The conclusions I draw from this is as follows:
  • Always use arrays or List's when possible, when working with valuetypes. ArrayLists are naughty. The big overhead is probably due to the boxing that takes place (an Int32 object has to be created for every number, and a reference to it is stored in the ArrayList).
  • When working with reference-type data (like strings) it's typically not worth the effort to change it to Lists unless you are dealing with really big amounts of data. The List is only around 110 ms faster than the arraylist when dealing with 8 mil. items and both seem to scale linearly.
  • When possible it really does help a lot to initialize your list or ArrayList to the expected size. It makes the performance approach that of a normal array.
  • When Microsoft claims that they've improved performance a great deal for collection-types in framework 2.0, it's only true for the "new" types like List. There's almost no difference in ArrayList performance!

12 comments:

Alexey Rusakov said...

I think they always referred to generic collections when saying that, at least I never expected ArrayLists to become noticeably faster.

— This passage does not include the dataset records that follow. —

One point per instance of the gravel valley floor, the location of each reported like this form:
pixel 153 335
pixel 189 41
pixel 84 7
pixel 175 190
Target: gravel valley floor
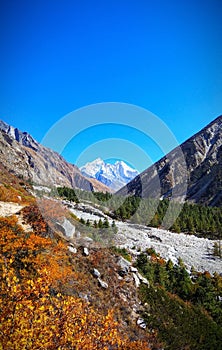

And if not for the performance, it might be worth changing to List<> for cleaner API if you're doing major conversion anyway.

Allan Thræn said...

I totally agree that Lists certainly does make prettier code. But then again, if it works don't fix it :-)

Alexey Rusakov said...

"But then again, if it works don't fix it :-)"

I try to fight with that ;)

Stavros said...

In general is good to use generics. Once you start, you never come back.. For Benefits of Generics, read here.

You cannot compare the performance of Array and List. They are different data structures. By definition they have different running times in different tasks because they are meant to fullfil different needs.. I guess you have CLRS. If not, I highly recommend it.

Nice blog by the way!

Allan Thræn said...

I agree, Stavros, it's not fair to compare Lists and Arrays cause they fullfill different purposes. The idea in this entry was actually more to compare ArrayList and Generic List (I'm also fan of generics, but sometimes I run into old code, and the question always arises if it's really worth the trouble of cleaning up the old lists).
The arrays I simply threw in as a baseline, since most lists internally uses array (in various combinations) to store their data.

aiyipianni said...
This comment has been removed by a blog administrator.
aiyipianni said...
This comment has been removed by a blog administrator.
dghnfgj said...
This comment has been removed by a blog administrator.
John said...
This comment has been removed by a blog administrator.
bing said...
This comment has been removed by a blog administrator.
Pachydermitis said...

This was a really helpful post - thanks. I realize that list and arrays can have different functionality, but if I don't need that, it's really nice to know if there is additional overhead to avoid by using one or the other.

Javin Paul said...

Nice article, you have indeed covered the array and arraylist in java in detail with code example. very handy for quick use.